上图就是0时刻在位置$(0,1)$上对应$u(x,t)$的值，注意不是$x$的值，故有正有负。

数据集的生成对于最终结果以及网络的泛化性能可能有重要的影响，这里使用了随机采样方法，核心思想是高斯随机场，这里不展开讲。

源码分析

源码有三大部分，主函数FNO_main，神经网络类class FNO1d，以及傅里叶层class SpectralConv1d，首先来看主函数。

FNO_main的使用：

if __name__ == "__main__":
    
    training_data_resolution = 128 # 采用128分辨率
    save_index = 0 # 保存模型的编号
    
    FNO_main(training_data_resolution, save_index)

基本参数

ntrain = 1000 # 训练集大小
ntest = 200 # 测试集大小

s = train_data_res # 分辨率，即每个样本的长度，也表示一维坐标的间隔 这里取128
# sub = 2**6 #subsampling rate 子采样率
sub = 2**13 // s  # subsampling rate (step size) 原始数据长度（2**13）/处理后数据长度（2**7）=下采样率（2**6=64）
						   #  2**13 = 8192  8192/128 = 64
batch_size = 20
learning_rate = 0.001

epochs = 500       # default 500
step_size = 100     # default 100 与优化器相关
gamma = 0.5         # 与优化器相关

modes = 16   # 傅立叶层取前 modes 个模式
width = 64   # 网络内部层的神经元个数

读入数据&数据处理

从 .mat 文件读入数据 -> 降采样 -> 分成训练集和测试集

dataloader = MatReader('burgers_data_R10.mat')  # (2048, 8192) 表示的是有2048个样本，每个样本有8192个 x 的值，这里采用的是平均采样，即 x = linspace(0, 1, 8192)。
x_data = dataloader.read_field('a')[:,::sub] #输入  每隔sub个采一次样
y_data = dataloader.read_field('u')[:,::sub] #输出  (2048, 128)
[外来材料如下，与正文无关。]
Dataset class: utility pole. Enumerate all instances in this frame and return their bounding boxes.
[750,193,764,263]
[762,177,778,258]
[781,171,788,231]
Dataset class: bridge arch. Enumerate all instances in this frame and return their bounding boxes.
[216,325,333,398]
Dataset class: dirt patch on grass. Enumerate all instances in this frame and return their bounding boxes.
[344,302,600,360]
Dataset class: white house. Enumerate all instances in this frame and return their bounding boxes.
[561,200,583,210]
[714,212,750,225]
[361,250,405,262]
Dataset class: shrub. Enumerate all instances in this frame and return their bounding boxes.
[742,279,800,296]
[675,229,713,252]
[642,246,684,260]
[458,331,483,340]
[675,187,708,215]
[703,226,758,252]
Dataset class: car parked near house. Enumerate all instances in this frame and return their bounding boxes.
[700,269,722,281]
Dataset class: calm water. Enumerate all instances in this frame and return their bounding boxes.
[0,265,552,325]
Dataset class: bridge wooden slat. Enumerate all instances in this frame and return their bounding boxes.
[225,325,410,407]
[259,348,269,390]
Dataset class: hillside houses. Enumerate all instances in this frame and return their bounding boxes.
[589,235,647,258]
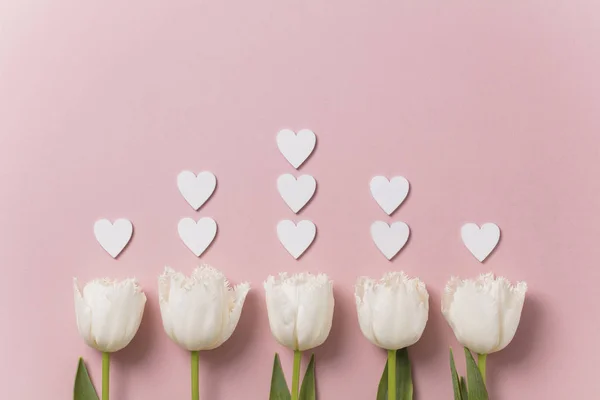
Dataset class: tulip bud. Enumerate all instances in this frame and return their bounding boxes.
[442,273,527,354]
[354,272,429,350]
[158,265,250,351]
[73,278,146,353]
[264,272,334,351]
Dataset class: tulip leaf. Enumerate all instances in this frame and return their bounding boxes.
[460,376,469,400]
[269,353,292,400]
[465,347,489,400]
[377,348,413,400]
[299,354,317,400]
[450,349,466,400]
[73,358,98,400]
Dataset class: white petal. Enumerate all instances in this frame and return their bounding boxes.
[354,277,379,346]
[73,278,96,347]
[264,273,298,349]
[494,278,527,351]
[163,270,228,351]
[296,274,334,351]
[212,283,250,348]
[83,279,146,352]
[442,274,500,354]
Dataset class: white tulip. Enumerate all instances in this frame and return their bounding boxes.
[264,272,334,351]
[158,265,250,351]
[73,278,146,353]
[442,273,527,354]
[354,272,429,350]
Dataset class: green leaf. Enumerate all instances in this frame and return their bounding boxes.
[377,348,414,400]
[269,353,292,400]
[465,347,488,400]
[377,360,387,400]
[460,376,469,400]
[300,354,317,400]
[450,349,465,400]
[73,358,98,400]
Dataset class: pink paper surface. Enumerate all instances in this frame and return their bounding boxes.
[0,0,600,400]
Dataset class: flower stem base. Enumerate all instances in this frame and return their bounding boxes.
[292,350,302,400]
[192,351,200,400]
[102,353,110,400]
[477,354,487,383]
[388,350,396,400]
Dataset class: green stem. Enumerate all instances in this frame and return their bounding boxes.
[388,350,396,400]
[477,354,487,383]
[102,353,110,400]
[292,350,302,400]
[192,351,200,400]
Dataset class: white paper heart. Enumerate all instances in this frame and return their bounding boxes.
[277,220,317,259]
[370,176,410,215]
[177,171,217,211]
[94,218,133,258]
[371,221,410,260]
[177,217,217,257]
[277,174,317,213]
[460,222,500,262]
[277,129,317,169]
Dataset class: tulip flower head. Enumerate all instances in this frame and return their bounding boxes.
[158,265,250,351]
[442,273,527,354]
[355,272,429,350]
[264,272,334,351]
[73,278,146,353]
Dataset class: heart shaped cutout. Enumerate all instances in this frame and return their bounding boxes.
[94,218,133,258]
[460,222,500,262]
[277,174,317,213]
[277,129,317,169]
[177,171,217,211]
[177,217,217,257]
[370,176,410,215]
[277,220,317,259]
[371,221,410,260]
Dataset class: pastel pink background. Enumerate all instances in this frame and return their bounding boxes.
[0,0,600,400]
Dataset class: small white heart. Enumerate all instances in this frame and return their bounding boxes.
[177,217,217,257]
[177,171,217,211]
[277,174,317,213]
[460,222,500,262]
[370,176,410,215]
[277,129,317,169]
[94,218,133,258]
[277,220,317,259]
[371,221,410,260]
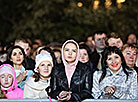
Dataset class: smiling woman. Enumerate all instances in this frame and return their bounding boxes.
[5,46,33,89]
[92,46,137,99]
[24,52,53,99]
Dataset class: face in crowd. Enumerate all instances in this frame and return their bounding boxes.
[15,41,31,56]
[106,53,122,73]
[127,34,137,44]
[63,42,78,64]
[108,38,123,49]
[79,49,89,63]
[10,48,24,65]
[94,33,106,50]
[0,73,13,88]
[122,47,137,68]
[37,61,52,79]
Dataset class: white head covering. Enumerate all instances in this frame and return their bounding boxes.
[34,53,53,72]
[0,66,14,77]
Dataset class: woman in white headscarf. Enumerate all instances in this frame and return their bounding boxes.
[48,40,92,101]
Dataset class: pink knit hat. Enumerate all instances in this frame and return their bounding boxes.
[0,65,14,77]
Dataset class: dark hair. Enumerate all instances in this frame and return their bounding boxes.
[79,44,91,60]
[125,33,137,45]
[105,32,124,46]
[32,72,40,82]
[92,31,107,40]
[99,46,129,83]
[6,46,27,68]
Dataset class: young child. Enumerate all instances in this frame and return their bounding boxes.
[0,89,6,99]
[24,53,53,99]
[0,64,23,99]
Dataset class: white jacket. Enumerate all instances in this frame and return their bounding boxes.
[24,77,50,99]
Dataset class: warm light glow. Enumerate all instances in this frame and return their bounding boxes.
[116,0,126,4]
[77,2,83,7]
[93,0,100,10]
[105,0,112,8]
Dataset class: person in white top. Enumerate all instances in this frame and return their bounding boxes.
[24,53,53,99]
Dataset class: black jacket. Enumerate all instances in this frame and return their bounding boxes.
[47,62,92,101]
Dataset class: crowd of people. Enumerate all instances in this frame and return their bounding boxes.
[0,31,138,102]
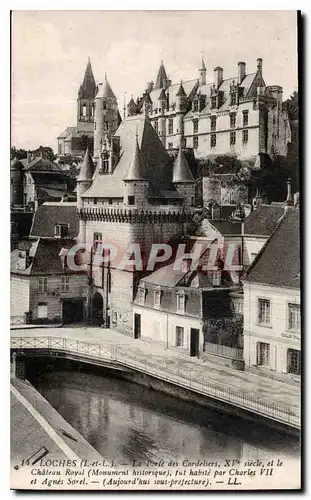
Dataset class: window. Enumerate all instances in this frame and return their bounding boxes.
[287,349,301,375]
[176,326,184,347]
[177,291,185,313]
[54,224,62,238]
[243,130,248,144]
[231,92,237,106]
[257,342,270,366]
[138,284,146,304]
[288,304,300,331]
[258,299,270,325]
[93,233,103,252]
[153,288,162,307]
[38,278,48,293]
[60,276,69,292]
[243,111,248,127]
[230,113,236,128]
[211,116,217,132]
[38,303,48,319]
[193,118,199,134]
[168,118,174,135]
[230,132,236,146]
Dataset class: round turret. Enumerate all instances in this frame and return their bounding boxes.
[10,158,24,205]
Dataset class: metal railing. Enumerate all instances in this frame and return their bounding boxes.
[11,337,300,428]
[203,342,243,359]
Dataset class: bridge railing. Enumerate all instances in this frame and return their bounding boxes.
[11,337,300,428]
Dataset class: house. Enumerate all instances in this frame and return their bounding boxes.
[133,261,244,369]
[11,202,87,323]
[243,207,301,378]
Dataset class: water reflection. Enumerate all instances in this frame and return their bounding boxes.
[36,371,299,463]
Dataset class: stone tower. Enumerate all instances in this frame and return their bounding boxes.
[94,75,119,160]
[176,82,187,147]
[77,59,96,132]
[11,158,24,205]
[173,146,195,207]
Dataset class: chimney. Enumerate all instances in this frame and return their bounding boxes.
[214,66,223,89]
[257,57,262,73]
[285,178,294,207]
[238,61,246,85]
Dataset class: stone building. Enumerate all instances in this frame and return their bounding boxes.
[10,157,73,210]
[244,207,301,378]
[11,202,87,324]
[128,58,291,168]
[77,89,195,334]
[57,59,121,157]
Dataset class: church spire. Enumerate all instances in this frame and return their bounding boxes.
[154,61,168,89]
[77,147,94,182]
[124,134,146,181]
[79,58,96,99]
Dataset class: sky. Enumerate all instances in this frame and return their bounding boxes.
[11,10,298,150]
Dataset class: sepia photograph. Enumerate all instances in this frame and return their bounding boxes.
[9,10,303,492]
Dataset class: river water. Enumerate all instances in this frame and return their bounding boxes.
[35,370,300,465]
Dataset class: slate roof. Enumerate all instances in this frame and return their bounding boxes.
[245,209,300,288]
[96,76,117,99]
[82,115,176,198]
[208,219,242,236]
[173,148,194,183]
[30,202,79,238]
[154,61,167,89]
[11,238,81,276]
[244,204,284,236]
[57,127,77,139]
[25,156,63,173]
[79,59,96,99]
[149,78,199,110]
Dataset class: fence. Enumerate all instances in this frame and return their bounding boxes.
[11,337,300,428]
[203,342,243,359]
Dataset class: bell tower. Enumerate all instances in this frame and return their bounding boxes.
[77,58,96,133]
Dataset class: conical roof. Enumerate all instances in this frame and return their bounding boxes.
[176,82,187,97]
[11,156,24,170]
[77,147,94,182]
[173,148,194,183]
[158,89,166,101]
[124,137,146,181]
[97,75,117,100]
[154,61,167,89]
[80,59,96,99]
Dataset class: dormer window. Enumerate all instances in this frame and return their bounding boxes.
[211,96,217,109]
[176,290,186,314]
[138,283,146,305]
[153,287,162,308]
[54,224,62,238]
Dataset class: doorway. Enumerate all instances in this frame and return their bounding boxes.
[190,328,200,358]
[134,313,141,339]
[91,292,103,326]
x_train = x_data[:ntrain,:] # (1000, 128)
y_train = y_data[:ntrain,:]
x_test = x_data[-ntest:,:] # (200, 128)
y_test = y_data[-ntest:,:]

x_data，y_data只包括$u(x,t)$的数值，2048组初始条件，取了1000组作为训练集，200组作为测试集，下面生成了网格位置$x$的数据，与$u$拼接在一起，最终形成一个维度 (1000, 128, 2) 的数据集作为整体输入，训练的时候一批的大小为 (batch_size=20, 128, 2)，最后一个维度的两个数分别为该位置初始时刻的大小以及该位置的坐标。

# cat the locations information
grid_all = np.linspace(0, 1, 2**13).reshape(2**13, 1).astype(np.float64) # 网格的数据
grid = grid_all[::sub,:]
grid = torch.tensor(grid, dtype=torch.float)
x_train = torch.cat([x_train.reshape(ntrain,s,1), grid.repeat(ntrain,1,1)], dim=2) # 把初始条件和网格位置拼接cat在一起，最终形成一个维度 (1000, 128, 2) 的数据集作为整体输入
x_test = torch.cat([x_test.reshape(ntest,s,1), grid.repeat(ntest,1,1)], dim=2)
# 训练的时候一批的大小为 (batch_size=20, 128, 2)，最后一个维度的两个数分别为该位置初始时刻的大小以及该位置的坐标。

train_loader = torch.utils.data.DataLoader(torch.utils.data.TensorDataset(x_train, y_train), batch_size=batch_size, shuffle=True)
test_loader = torch.utils.data.DataLoader(torch.utils.data.TensorDataset(x_test, y_test), batch_size=batch_size, shuffle=False)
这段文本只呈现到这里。